Oleh: Indriani SE, Ak
(Penulis dan Pemerhati Ekonomi)
"Indonesia berpeluang mengantongi investasi senilai Rp200 triliun dari kesepakatan kerja sama di Indonesia Investment Forum (IIF) di Bali. IIF ialah satu dari rangkaian Pertemuan Tahunan IMF-World Bank 2018." (cnnindonesia.com, 8/10)
PT Bank Mandiri Tbk mengkoordinasikan investasi langsung senilai Rp 200 triliun di 21 proyek Badan Usaha Milik Negara (BUMN). Kesepakatan kerja sama investasi tersebut dilakukan dalam rangkaian acara Indonesia Investment Forum (IIF) 2018 yang diinisiasi oleh Bank Indonesia, Otoritas Jasa Keuangan, Kementerian Keuangan dan Kementerian BUMN melalui Bank Mandiri.
Forum investasi yang berlangsung di Hotel Conrad Nusa Dua Bali, Selasa (9/10) ini, diselenggarakan untuk mengoptimalkan pertemuan tahunan IMF dan World Bank di Bali.
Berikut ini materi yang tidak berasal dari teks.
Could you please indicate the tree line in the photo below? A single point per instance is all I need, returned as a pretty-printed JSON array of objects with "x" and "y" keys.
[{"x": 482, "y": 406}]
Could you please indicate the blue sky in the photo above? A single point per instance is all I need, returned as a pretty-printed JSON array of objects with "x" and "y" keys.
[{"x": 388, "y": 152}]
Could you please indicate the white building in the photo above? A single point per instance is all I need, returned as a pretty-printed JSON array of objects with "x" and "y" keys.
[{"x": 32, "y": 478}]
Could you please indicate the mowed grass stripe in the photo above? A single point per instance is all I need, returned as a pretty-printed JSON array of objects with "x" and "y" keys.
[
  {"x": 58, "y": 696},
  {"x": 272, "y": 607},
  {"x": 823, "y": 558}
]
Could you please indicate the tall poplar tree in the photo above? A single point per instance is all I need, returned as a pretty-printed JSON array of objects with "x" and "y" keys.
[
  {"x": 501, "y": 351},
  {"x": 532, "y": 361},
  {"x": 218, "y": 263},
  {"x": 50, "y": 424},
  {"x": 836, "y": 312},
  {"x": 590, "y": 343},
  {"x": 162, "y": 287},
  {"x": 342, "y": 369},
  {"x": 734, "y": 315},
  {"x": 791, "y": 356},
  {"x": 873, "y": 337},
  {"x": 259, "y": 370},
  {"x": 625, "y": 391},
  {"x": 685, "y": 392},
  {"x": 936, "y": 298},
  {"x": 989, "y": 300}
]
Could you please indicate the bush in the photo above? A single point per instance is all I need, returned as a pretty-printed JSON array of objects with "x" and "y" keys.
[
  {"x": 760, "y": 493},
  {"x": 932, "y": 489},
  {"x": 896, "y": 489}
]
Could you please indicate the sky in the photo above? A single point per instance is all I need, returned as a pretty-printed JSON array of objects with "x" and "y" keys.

Sekretaris Perusahaan Bank Mandiri Rohan Hafas mengatakan, forum ini sangat penting untuk menciptakan sinergi antara investor, pemangku kepentingan dan berbagai peluang investasi yang dapat mendukung pertumbuhan ekonomi Indonesia.
“Di sela pertemuan delegasi-delegasi IMF dan World Bank, Bank Mandiri membantu mengkoordinasikan forum investasi Indonesia ini, dimana nantinya ratusan investor akan mengeksplorasi potensi-potensi investasi di Indonesia,” kata Rohan dalam keterangan yang diterima Kontan.co.id, Senin (8/10).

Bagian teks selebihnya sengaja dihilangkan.